Tales cretinas y débiles mentales también pueden tener descendencia, pueden transmitirles sus capacidades y seguir degenerando. ¿Acaso alguien puede prever y describir qué aspecto tendrá el último eslabón de la cadena?

La mayoría de nosotros, hechiceros, pierde la capacidad de procrear a causa de los cambios somáticos y las perturbaciones en el funcionamiento de la hipófisis. Algunos —y más a menudo algunas— se capacitan para la magia preservando la normalidad de las gónadas. Pueden concebir y dar a luz, y tienen el descaro de considerar esto una suerte y una bendición. Y yo repito: nadie nace hechicero. ¡Y nadie debiera nacer como tal! Consciente de la importancia de lo que escribo, respondo a la pregunta dada en la Asamblea de Cidaris. Respondo categóricamente: cada una de nosotras debe decidir lo que quiere ser: hechicera o madre.

Exijo la esterilización de todas las adeptas. Sin excepciones.

Tissaia de Vries, La fuente envenenada

 

—Os diré algo —habló de pronto Iola Segunda, apoyando la cesta con el grano en la cadera—. Va a haber guerra.

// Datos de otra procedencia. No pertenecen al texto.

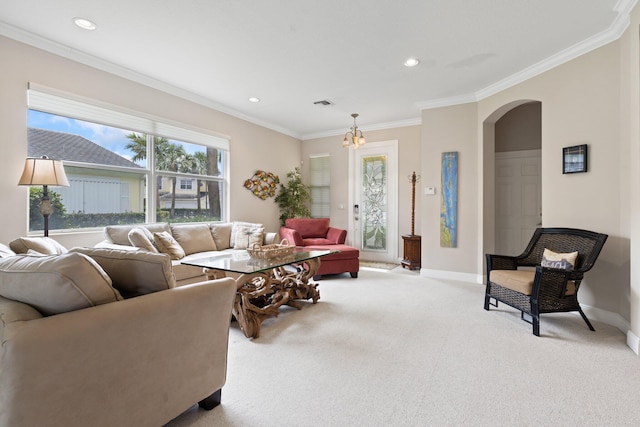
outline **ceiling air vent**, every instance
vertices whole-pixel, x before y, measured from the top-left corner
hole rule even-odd
[[[323,99],[322,101],[314,102],[313,105],[317,105],[319,107],[328,107],[329,105],[333,105],[333,102]]]

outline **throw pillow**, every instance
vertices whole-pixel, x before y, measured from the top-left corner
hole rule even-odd
[[[161,233],[163,231],[169,231],[169,224],[166,222],[157,222],[154,224],[133,224],[133,225],[107,225],[104,228],[104,237],[108,242],[118,245],[129,246],[129,231],[133,227],[144,227],[151,233]],[[151,239],[153,241],[153,239]]]
[[[233,225],[231,227],[231,237],[229,238],[229,246],[230,247],[234,247],[236,244],[236,234],[238,232],[238,230],[240,229],[240,227],[242,227],[243,229],[248,228],[262,228],[264,229],[264,226],[262,224],[256,224],[256,223],[252,223],[252,222],[242,222],[242,221],[235,221],[233,222]],[[260,242],[262,243],[262,242]]]
[[[0,295],[44,316],[122,300],[104,270],[78,253],[0,259]]]
[[[153,236],[160,252],[171,255],[171,259],[184,258],[184,249],[168,231],[153,233]]]
[[[211,228],[211,235],[213,236],[213,241],[216,242],[217,250],[222,251],[233,246],[234,242],[231,241],[232,223],[215,223],[211,224],[209,228]]]
[[[253,245],[262,245],[264,241],[264,228],[262,227],[243,227],[236,229],[235,242],[233,249],[252,248]]]
[[[182,246],[185,255],[217,250],[208,224],[172,225],[171,234]]]
[[[158,253],[156,248],[155,239],[153,233],[145,227],[133,227],[129,231],[129,243],[136,248],[144,249],[145,251]]]
[[[85,254],[96,261],[125,298],[176,286],[168,254],[103,248],[73,248],[69,252]]]
[[[10,256],[14,256],[16,253],[13,252],[9,246],[3,245],[0,243],[0,258],[8,258]]]
[[[570,253],[558,253],[545,248],[542,253],[542,262],[540,262],[540,265],[543,267],[558,268],[561,270],[573,270],[575,268],[577,258],[577,251]]]
[[[67,253],[67,248],[51,237],[18,237],[9,246],[17,254],[26,254],[29,249],[46,255]]]

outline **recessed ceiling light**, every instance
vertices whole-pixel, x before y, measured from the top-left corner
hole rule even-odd
[[[415,67],[419,63],[420,63],[420,60],[418,58],[409,58],[406,61],[404,61],[404,66],[405,67]]]
[[[83,30],[93,31],[96,28],[98,28],[95,22],[89,21],[86,18],[73,18],[73,23],[76,24],[78,27],[82,28]]]
[[[249,98],[249,102],[260,102],[260,98],[256,98],[255,96],[252,96],[251,98]]]

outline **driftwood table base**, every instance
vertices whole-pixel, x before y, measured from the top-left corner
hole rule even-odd
[[[292,271],[287,267],[278,267],[270,271],[242,274],[236,279],[236,299],[233,315],[247,338],[260,336],[260,325],[270,316],[278,316],[282,305],[298,310],[302,305],[297,300],[311,300],[314,304],[320,299],[317,283],[309,280],[320,268],[320,258],[314,258],[296,264]],[[204,269],[207,279],[224,277],[221,270]]]

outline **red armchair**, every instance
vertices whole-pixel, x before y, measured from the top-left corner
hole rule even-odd
[[[280,238],[289,244],[304,246],[308,250],[338,250],[322,257],[320,269],[313,277],[318,280],[324,274],[350,273],[358,277],[360,271],[360,251],[344,244],[347,230],[329,225],[328,218],[289,218],[280,228]]]

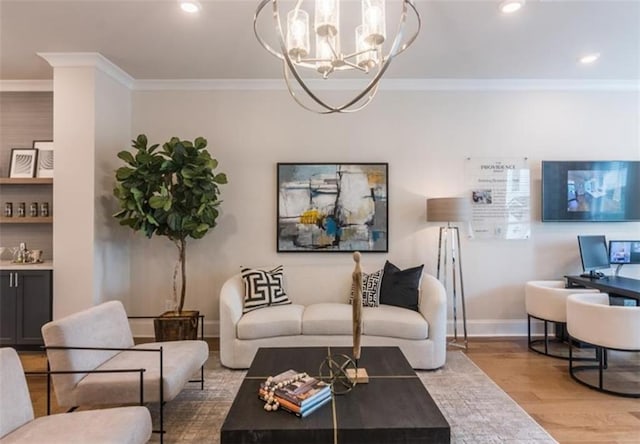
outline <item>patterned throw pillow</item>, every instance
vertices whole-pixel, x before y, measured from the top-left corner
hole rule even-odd
[[[377,307],[380,301],[380,284],[382,283],[382,273],[384,270],[378,270],[375,273],[362,273],[362,306]],[[351,297],[349,303],[353,303],[355,297],[355,289],[351,285]]]
[[[282,265],[273,270],[243,268],[241,275],[244,281],[243,313],[272,305],[291,303],[284,291]]]

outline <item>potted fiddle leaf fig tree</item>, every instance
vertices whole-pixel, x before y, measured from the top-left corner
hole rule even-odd
[[[215,172],[218,161],[202,137],[193,142],[172,137],[160,147],[149,146],[147,137],[140,134],[132,143],[132,151],[118,153],[125,165],[116,170],[113,193],[120,211],[114,217],[148,238],[166,236],[175,244],[173,310],[154,319],[156,340],[195,339],[199,313],[183,310],[187,239],[200,239],[216,226],[219,186],[227,183],[227,176]]]

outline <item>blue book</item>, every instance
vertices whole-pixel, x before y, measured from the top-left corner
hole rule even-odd
[[[304,418],[306,416],[309,416],[311,413],[315,412],[316,410],[318,410],[323,405],[328,404],[329,401],[331,401],[331,399],[333,399],[333,398],[331,397],[331,395],[329,395],[326,398],[324,398],[323,400],[317,402],[316,404],[313,404],[313,405],[309,406],[308,408],[306,408],[302,412],[300,412],[300,417]]]
[[[304,408],[300,408],[295,404],[292,404],[291,402],[287,401],[286,399],[284,400],[279,399],[279,401],[280,401],[280,408],[288,412],[291,412],[296,416],[304,418],[310,415],[311,413],[315,412],[316,410],[318,410],[323,405],[327,404],[332,399],[333,397],[331,396],[331,392],[328,392],[326,396],[323,396],[322,398],[316,398],[313,403],[307,404]]]

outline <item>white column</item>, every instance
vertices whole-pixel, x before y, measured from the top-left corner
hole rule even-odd
[[[53,66],[53,317],[129,294],[126,232],[111,217],[116,153],[131,139],[133,79],[97,53]]]

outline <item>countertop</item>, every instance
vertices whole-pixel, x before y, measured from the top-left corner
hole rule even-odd
[[[2,260],[0,270],[53,270],[53,261],[46,260],[39,264],[14,264],[10,260]]]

Así lo dijo el adalid del conde que vino a por queso.

—¿Guerra? —Ciri se retiró los cabellos de la frente—. ¿Con quién? ¿Con Nilfgaard?

—No escuché hasta el final —reconoció la adepta—. Pero el adalid dijo que nuestro conde recibió órdenes del propio rey Foltest. Ha mandado llamar a las armas y todos los caminos están atimbotados de soldados. ¡Ay, ay! ¿Qué pasará ahora?

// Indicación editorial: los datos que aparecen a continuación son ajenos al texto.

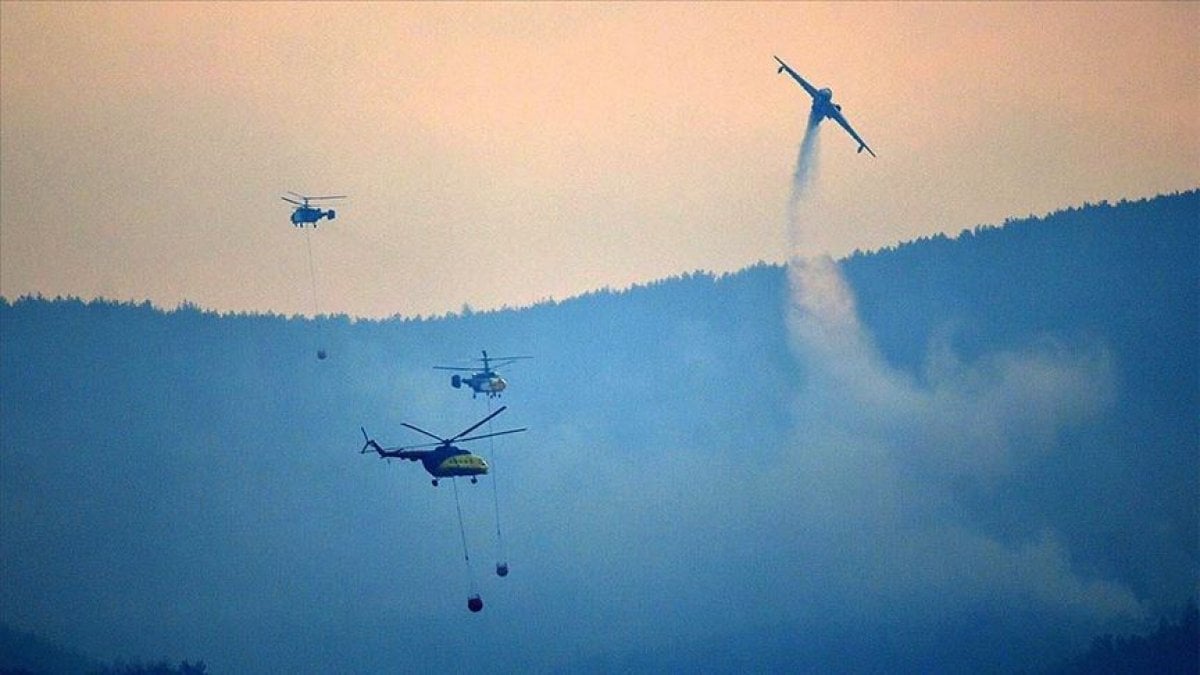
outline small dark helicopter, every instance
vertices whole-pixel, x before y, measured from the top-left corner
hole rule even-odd
[[[491,438],[492,436],[503,436],[504,434],[515,434],[526,431],[525,427],[520,429],[508,429],[507,431],[497,431],[491,434],[482,434],[480,436],[467,436],[467,434],[475,431],[479,427],[489,422],[493,417],[499,415],[508,409],[508,406],[501,406],[496,412],[479,420],[470,427],[467,427],[460,433],[450,438],[442,438],[436,434],[431,434],[424,429],[401,422],[402,426],[406,426],[413,431],[425,434],[430,438],[436,438],[437,443],[424,443],[422,445],[410,445],[398,448],[384,448],[376,443],[371,437],[367,436],[367,430],[359,427],[362,430],[363,438],[367,441],[361,453],[368,450],[374,450],[379,453],[380,457],[396,459],[407,459],[410,462],[420,460],[425,465],[425,470],[433,476],[433,486],[438,486],[439,478],[449,478],[454,476],[470,476],[472,483],[479,482],[476,476],[481,476],[488,472],[488,463],[479,455],[473,455],[467,450],[454,447],[455,443],[465,443],[467,441],[477,441],[481,438]],[[432,450],[421,450],[420,448],[433,448]]]
[[[532,359],[532,356],[497,356],[489,357],[487,350],[483,350],[483,358],[475,359],[483,362],[483,370],[479,368],[459,368],[456,366],[434,366],[435,370],[459,370],[471,373],[470,377],[461,375],[450,376],[450,386],[455,389],[461,389],[465,384],[471,388],[471,398],[475,398],[478,394],[487,394],[495,398],[500,395],[506,388],[508,382],[500,377],[500,373],[493,370],[493,366],[507,366],[521,359]]]
[[[299,198],[301,201],[296,201],[291,197],[280,197],[283,201],[289,204],[295,204],[296,209],[292,211],[292,225],[296,227],[304,227],[308,223],[312,223],[313,227],[317,226],[317,221],[322,218],[333,220],[337,217],[337,212],[333,209],[322,210],[319,206],[310,206],[309,202],[321,201],[325,199],[345,199],[346,195],[327,195],[324,197],[306,197],[302,194],[288,190],[288,194]]]

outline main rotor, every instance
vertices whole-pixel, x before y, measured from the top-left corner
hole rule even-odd
[[[499,415],[500,413],[504,412],[505,410],[508,410],[508,406],[500,406],[500,408],[498,408],[492,414],[479,420],[475,424],[472,424],[471,426],[467,427],[466,429],[463,429],[462,431],[458,432],[454,436],[451,436],[450,438],[442,438],[441,436],[438,436],[437,434],[426,431],[426,430],[422,429],[421,427],[418,427],[414,424],[409,424],[408,422],[401,422],[400,423],[401,426],[408,427],[409,429],[412,429],[413,431],[416,431],[417,433],[424,434],[430,438],[437,439],[437,441],[438,441],[437,443],[425,443],[422,445],[410,445],[410,446],[407,446],[406,449],[450,447],[454,443],[465,443],[468,441],[477,441],[477,440],[480,440],[483,438],[491,438],[493,436],[503,436],[505,434],[516,434],[516,433],[520,433],[522,431],[528,431],[528,427],[521,427],[520,429],[508,429],[506,431],[497,431],[495,433],[481,434],[479,436],[467,436],[467,434],[471,433],[472,431],[475,431],[479,427],[488,423],[489,421],[491,421],[491,419],[493,417],[495,417],[496,415]]]
[[[507,366],[510,363],[515,363],[522,359],[532,359],[533,358],[532,356],[488,356],[486,349],[482,350],[482,353],[483,353],[482,358],[471,359],[471,360],[478,362],[478,363],[482,363],[483,364],[483,372],[485,372],[485,373],[493,372],[492,368],[500,368],[502,366]],[[460,371],[466,371],[466,372],[475,372],[475,371],[479,370],[478,367],[474,367],[474,366],[472,366],[472,367],[434,366],[433,368],[434,368],[434,370],[460,370]]]
[[[296,201],[296,199],[293,199],[292,197],[280,197],[280,199],[282,199],[285,202],[288,202],[289,204],[295,204],[296,206],[299,206],[300,208],[303,208],[303,209],[309,208],[309,202],[319,202],[319,201],[326,200],[326,199],[345,199],[346,198],[346,195],[324,195],[324,196],[318,196],[318,197],[310,197],[308,195],[302,195],[299,192],[292,192],[291,190],[288,190],[287,193],[289,195],[292,195],[292,197],[295,197],[296,199],[300,199],[301,201]]]

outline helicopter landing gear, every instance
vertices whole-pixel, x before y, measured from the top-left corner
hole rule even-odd
[[[479,482],[478,478],[476,478],[475,476],[471,476],[471,485],[475,485],[478,482]]]
[[[431,481],[429,481],[429,482],[433,483],[433,487],[437,487],[437,486],[438,486],[438,480],[437,480],[436,478],[434,478],[433,480],[431,480]]]

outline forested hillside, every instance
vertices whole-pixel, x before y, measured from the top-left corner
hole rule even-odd
[[[1062,662],[1200,579],[1198,214],[841,261],[917,425],[829,391],[774,265],[388,321],[8,299],[0,621],[212,672]],[[494,403],[530,432],[473,448],[506,551],[490,479],[457,487],[469,573],[449,486],[360,455],[359,426],[467,427],[489,403],[432,366],[481,349],[535,358]]]

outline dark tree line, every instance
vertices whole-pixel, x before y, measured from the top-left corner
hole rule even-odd
[[[1101,635],[1064,675],[1111,673],[1191,675],[1200,672],[1200,611],[1190,603],[1178,621],[1163,618],[1149,635]]]
[[[173,666],[167,661],[157,661],[154,663],[117,662],[111,666],[94,670],[89,675],[205,675],[207,672],[208,666],[204,665],[203,661],[190,663],[185,660],[181,661],[178,666]]]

—Si hay una guerra —dijo Eurneid—, entonces seguro que es con Nilfgaard. ¿Con quién si no? ¡Otra vez! ¡Dioses, esto es horrible!

—¿No exageras un poco con lo de la guerra, Iola? —Ciri echó el grano a los pollos y a las gallinas pintas que giraban alrededor suyo en un animado y cacareante remolino—. ¿No se tratará otra vez de una simple partida contra los Scoia'tael?